Which bring us to Michelle Williams in the pivotal role. Although not as top-heavy as the actual bombshell, she definitely fills out the rest of those iconic gowns, takes care not to overdo the breathy voice, hints delightfully at a quicker-than-expected mind, and fully embraces the little-girl-lost vulnerability.

Unfortunately, the screenplay gives her no chance to explore the aspect of Monroe that tends to get forgotten: her street-smart, up-from-the-gutter toughness. Too bad because, with her talent, Williams could have done something special with that added dimension – a great actor navigating a great star.

Instead, the movie-within-a-movie sequences unfold as expected. The prickliness is predictable: Marilyn is consistently late and soul-searching (“Acting is the truth”); Olivier is perpetually irked and dismissive (“Acting is faking the truth”). Coddled by her entourage and leaden from drugs, she flubs lines, fights fatigue, wanders off.

Yet, every once in a while, she also flashes the white-heat magic that the camera, and even Olivier, positively adore (“She’s pure instinct. She’s astonishing”). Okay, but the legend-makers have been beating that drum for decades now – it’s common knowledge. What’s not is the “week” so provocatively embedded in the title. What about that?

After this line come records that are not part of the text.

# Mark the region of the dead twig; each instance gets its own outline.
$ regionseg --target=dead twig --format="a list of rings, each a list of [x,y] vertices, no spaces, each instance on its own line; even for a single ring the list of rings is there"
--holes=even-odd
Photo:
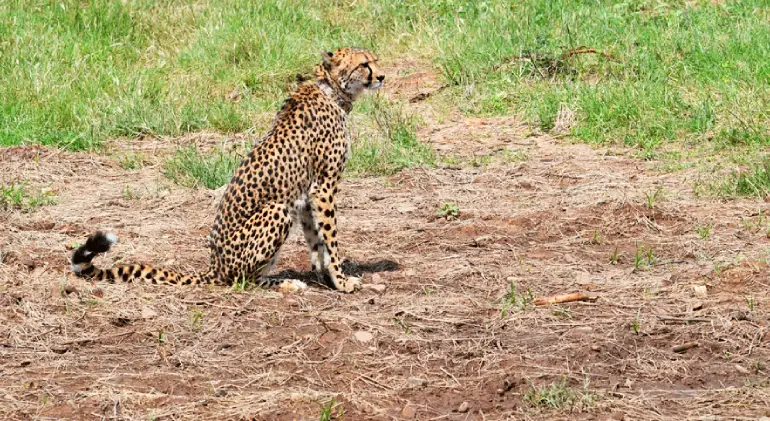
[[[677,345],[673,348],[671,348],[672,351],[676,352],[677,354],[681,354],[688,349],[696,348],[698,346],[697,342],[687,342],[681,345]]]
[[[578,48],[569,49],[561,53],[561,55],[558,57],[555,57],[548,53],[542,53],[542,54],[523,53],[518,56],[503,57],[501,63],[498,63],[492,66],[492,71],[495,72],[514,61],[522,61],[522,60],[531,61],[532,64],[535,65],[535,68],[538,68],[537,66],[538,63],[550,63],[551,66],[560,66],[561,64],[563,64],[562,62],[566,61],[568,58],[572,56],[580,55],[580,54],[598,54],[609,61],[617,62],[615,57],[613,57],[609,53],[605,53],[604,51],[597,50],[596,48],[587,48],[585,46],[580,46]],[[539,68],[538,68],[538,71],[539,71]]]
[[[519,60],[529,60],[530,58],[532,58],[532,54],[530,53],[524,53],[518,56],[503,57],[502,63],[495,64],[494,66],[492,66],[492,71],[494,72],[494,71],[500,70],[502,67],[506,66],[511,62],[519,61]]]
[[[411,104],[414,104],[415,102],[424,101],[424,100],[430,98],[432,95],[437,94],[437,93],[443,91],[444,89],[446,89],[448,87],[449,87],[449,85],[441,85],[438,88],[436,88],[436,89],[434,89],[434,90],[432,90],[430,92],[420,92],[419,94],[417,94],[417,95],[413,96],[412,98],[410,98],[409,102]]]
[[[612,57],[609,53],[605,53],[604,51],[597,50],[596,48],[586,48],[586,47],[579,47],[579,48],[573,48],[571,50],[567,50],[564,53],[562,53],[561,59],[566,60],[578,54],[599,54],[600,56],[606,58],[609,61],[616,61],[615,57]]]
[[[659,318],[660,320],[663,320],[663,321],[679,322],[679,323],[709,323],[709,322],[711,322],[711,319],[675,317],[675,316],[667,316],[665,314],[656,314],[655,317],[657,317],[657,318]]]
[[[599,297],[596,295],[586,295],[580,292],[574,292],[572,294],[535,298],[534,303],[536,306],[544,306],[548,304],[569,303],[572,301],[596,301],[598,299]]]

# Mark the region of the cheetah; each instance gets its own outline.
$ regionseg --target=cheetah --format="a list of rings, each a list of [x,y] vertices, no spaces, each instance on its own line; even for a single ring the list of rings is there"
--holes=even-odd
[[[73,252],[73,273],[108,282],[226,286],[249,279],[262,287],[288,282],[294,289],[306,288],[300,281],[266,277],[298,220],[313,270],[338,291],[359,289],[359,278],[342,273],[336,195],[350,155],[347,114],[363,92],[380,88],[385,80],[377,60],[359,48],[325,52],[315,77],[285,100],[272,128],[243,159],[219,202],[209,235],[208,271],[189,275],[147,264],[99,269],[91,261],[117,238],[96,232]]]

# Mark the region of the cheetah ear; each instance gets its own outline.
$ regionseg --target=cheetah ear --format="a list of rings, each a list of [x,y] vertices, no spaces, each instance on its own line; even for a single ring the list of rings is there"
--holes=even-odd
[[[324,64],[324,67],[326,68],[326,70],[329,70],[329,69],[332,68],[332,56],[333,55],[334,55],[334,53],[332,53],[331,51],[327,51],[327,52],[321,54],[321,59],[323,60],[323,64]]]

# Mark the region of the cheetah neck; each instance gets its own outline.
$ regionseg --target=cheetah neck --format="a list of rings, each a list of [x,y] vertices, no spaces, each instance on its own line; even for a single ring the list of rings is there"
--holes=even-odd
[[[353,109],[353,96],[346,93],[323,66],[316,68],[316,77],[321,92],[333,99],[346,113]]]

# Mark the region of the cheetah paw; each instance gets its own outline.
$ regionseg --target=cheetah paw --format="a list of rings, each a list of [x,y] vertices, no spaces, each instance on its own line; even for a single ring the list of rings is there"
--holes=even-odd
[[[341,291],[343,292],[354,292],[359,289],[361,289],[361,278],[348,276],[347,279],[342,282]]]
[[[307,289],[307,284],[299,279],[287,279],[278,285],[278,290],[285,293],[293,293],[304,291]]]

Well, I’m afraid the week is rather weak. Only 30 herself, Marilyn takes a shine to the 23-year old Colin who, as the son of art historian Kenneth Clark, has his own high-placed connections. She invites him to her rented house, shares a few confessions, shows off her sensitive Norma Jean side, and watches his freckled face get completely smitten. To ward off her anxieties, he suggests, “You should see the sights.” Deliciously, she snaps back, “I am the sights.”

Turns out they’re both right. On their subsequent getaway, he shows her Eton College and Windsor Castle. Then, while skinny-dipping in a local stream, she shows him architecture just as impressive. Later, when Miller has flown the coop (“Why do people I love always leave me?”) and her night-demons are on the prowl, the star invites the kid into her bed, where they cuddle, maybe platonically.

Obviously, young Colin is unable to appreciate the lesson that Olivier had learned: “When it comes to women, you’re never too old for humiliation.” No doubt. But that lesson has a pop-culture variation: When it comes to a woman named Marilyn, it’s never too late for veneration. The legend lives on; this pretty film is its amber.